A Gaza, le système de santé menace de s’effondrer

L’OMS a besoin de 11,2 millions de dollars pour répondre à la situation sanitaire dans la Bande de Gaza.

L’Organisation mondiale de la santé (OMS) et ses partenaires ont besoin de 11,2 millions de dollars pour répondre à la situation sanitaire dans la Bande de Gaza, l’institution a-t-elle annoncé hier dans un communiqué. Actuellement, 1,27 millions d’habitants ont des « besoins sanitaires prioritaires », et ce pendant au moins trois mois ; « si le financement n’est pas assuré d’urgence, 1 715 patients seront immédiatement confrontés à une situation mettant leur vie en danger, dont 113 nouveau-nés » a-t-elle alerté.

Fermeture d’hôpitaux 

Le « territoire palestinien occupé » est aujourd’hui touché par une crise prolongée et a des besoins humanitaires chroniques. « La situation humanitaire à Gaza s’est encore détériorée, ce qui affecte des millions de personnes et menace la vie de patients vulnérables. L’approvisionnement limité en électricité et en combustible pour les groupes électrogènes de secours perturbe gravement la fourniture des services de base tels que la santé, l’eau et la gestion des déchets » renseigne l’OMS dans son communiqué.

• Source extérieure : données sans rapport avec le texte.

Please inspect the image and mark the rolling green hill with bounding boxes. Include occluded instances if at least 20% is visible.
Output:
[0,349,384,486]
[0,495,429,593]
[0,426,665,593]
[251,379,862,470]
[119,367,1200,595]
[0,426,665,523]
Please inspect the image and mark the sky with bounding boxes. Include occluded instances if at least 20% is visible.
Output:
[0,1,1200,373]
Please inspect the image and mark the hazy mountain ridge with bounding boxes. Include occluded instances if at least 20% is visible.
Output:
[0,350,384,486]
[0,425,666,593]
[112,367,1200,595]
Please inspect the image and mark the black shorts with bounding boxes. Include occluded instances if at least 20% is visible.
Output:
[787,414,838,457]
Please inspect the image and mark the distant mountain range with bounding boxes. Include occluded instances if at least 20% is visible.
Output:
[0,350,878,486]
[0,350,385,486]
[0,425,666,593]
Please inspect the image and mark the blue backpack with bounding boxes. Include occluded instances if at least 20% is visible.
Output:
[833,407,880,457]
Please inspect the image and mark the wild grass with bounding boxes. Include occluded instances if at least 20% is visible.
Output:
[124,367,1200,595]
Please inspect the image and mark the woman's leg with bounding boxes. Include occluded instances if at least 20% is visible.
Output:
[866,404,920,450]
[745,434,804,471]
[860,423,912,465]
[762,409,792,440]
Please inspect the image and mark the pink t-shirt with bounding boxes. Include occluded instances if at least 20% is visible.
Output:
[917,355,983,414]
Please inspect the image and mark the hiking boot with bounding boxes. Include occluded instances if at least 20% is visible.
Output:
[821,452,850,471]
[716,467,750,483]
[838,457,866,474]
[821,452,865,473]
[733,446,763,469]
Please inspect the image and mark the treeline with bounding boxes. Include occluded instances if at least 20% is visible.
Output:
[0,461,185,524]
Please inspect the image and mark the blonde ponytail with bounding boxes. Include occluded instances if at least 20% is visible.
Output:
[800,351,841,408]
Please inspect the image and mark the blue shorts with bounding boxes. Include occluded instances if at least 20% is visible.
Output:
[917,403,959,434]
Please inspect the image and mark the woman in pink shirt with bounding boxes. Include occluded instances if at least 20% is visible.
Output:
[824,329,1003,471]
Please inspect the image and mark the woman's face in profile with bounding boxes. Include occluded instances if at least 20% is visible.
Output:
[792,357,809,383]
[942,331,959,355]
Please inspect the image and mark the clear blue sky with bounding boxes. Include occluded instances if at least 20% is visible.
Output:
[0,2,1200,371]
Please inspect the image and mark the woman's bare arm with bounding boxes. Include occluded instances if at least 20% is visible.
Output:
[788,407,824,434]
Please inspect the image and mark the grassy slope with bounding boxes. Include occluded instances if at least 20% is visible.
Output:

Ce mois-ci, la plupart des foyers n’ont eu qu’un accès restreint à l’eau – seulement 3 à 5 heures par jour – et 96 % de l’eau n’était pas propre à la consommation. « Toute interruption de l’alimentation électrique met immédiatement en danger la vie des patients qui dépendent d’appareils électriques, indique par ailleurs l’organisation. Au total, plus de 1,27 million de personnes seront directement touchées par la fermeture d’établissements de santé ». Le ministère de la Santé a effectivement mis en œuvre des mesures d’urgence, dont la fermeture temporaire de trois hôpitaux.

« L’argent a disparu »

Celle-ci a eu « un impact supplémentaire sur les services essentiels dans les 11 hôpitaux restants – y compris la chirurgie, les services médicaux généraux et les services de diagnostic », alors que les établissements de Gaza sont déjà surchargés, avec un taux d’occupation des lits de plus de 90 %. « A la fin de janvier, 40 % des médicaments essentiels étaient épuisés et 43 % étaient disponibles depuis moins d’un mois » note également l’OMS. Qui ajoute : « Les patients les plus gravement affectés sont les patients en urgence, les patients des unités de soins intensifs et ceux qui ont besoin d’une intervention chirurgicale vitale. »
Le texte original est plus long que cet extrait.